Feeling bound by a thousand ties isn't weakness. Nor is it dependency. It's the courage to see the truth. Recognising the rich tapestry of a life together, and appreciating it, isn't a coward's cop-out. Nor is it a 'wrong' reason for wanting to hold onto a marriage. Both you and your husband are simply recognising the fact that there is an enormous well of goodwill in your marriage, great tracts of life's work done well, huge effort, endeavour, striving and self-restraint put in by two people who cared deeply and did their very best.

The tragedy, of course, is the fact that you were both so lonely, despite all that endeavour. Your loneliness, if I can read between the lines correctly, got channelled into efficiency and precision and maybe even domestic perfection. Your husband had affairs. No, I am not for one minute trying to equate the two, morally or otherwise. All I'm saying is that you were both lonely.

The hard part about forgiveness is that we so often feel like a fool. There seems to be such a narrow divide between doormat and dignity. Your husband has had affairs. He has broken faith with you. And while he's said he's sorry, and no doubt he is, he's not doing penance. Or at least he doesn't look like he is to you. It's just so hard to rise above the self-doubt, the anger, the anguish, the frustration, the sense that ultimately it's you who has to give, getting, at best, some measured return.

It takes an act of true heroism to rise above the awfulness. Such heroism is made possible only by kindness, and pity for the human condition. Two good people have been lonely for a long time. Can you step back and look at them, feel sorrow and sympathy at the sight of their struggle, and in the process rekindle affection? Can you forgive your husband, not because you feel responsible for his behaviour, but because you understand the nature of loneliness and where it might lead us?

As a therapist, of course, I'm a strong believer in counselling. I also understand that there's something more fundamental at stake. Great generosity of spirit is required to heal a fractured marriage. At best, all counselling can do is clear some pathways. The actual act of soaring above painful detail to capture something greater is always down to the individual. And sometimes it's the wrong thing for them to do, so they don't do it.

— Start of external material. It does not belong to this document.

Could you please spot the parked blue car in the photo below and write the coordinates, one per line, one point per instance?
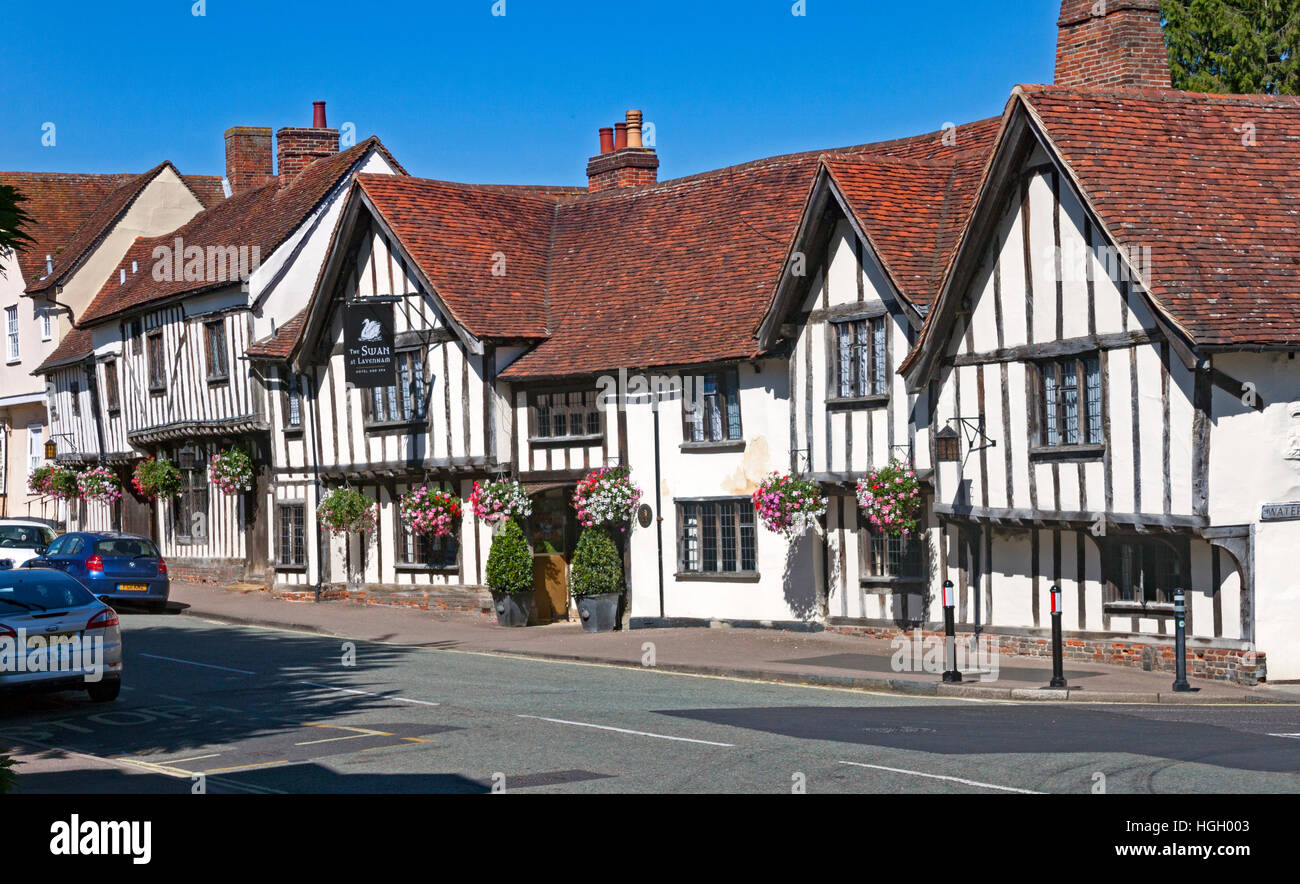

I'm not writing a prescription here. I'm simply responding to all you have said. Don't feel you have to find a quick or simple solution. Take the time to ease that awful sense of exposure and vulnerability. And maybe when the anger has eased, you might ask your husband to talk to you, to comfort you by sharing his loneliness, letting you hear what he has missed, what he wanted from you, not as angry demands, but as failed communications.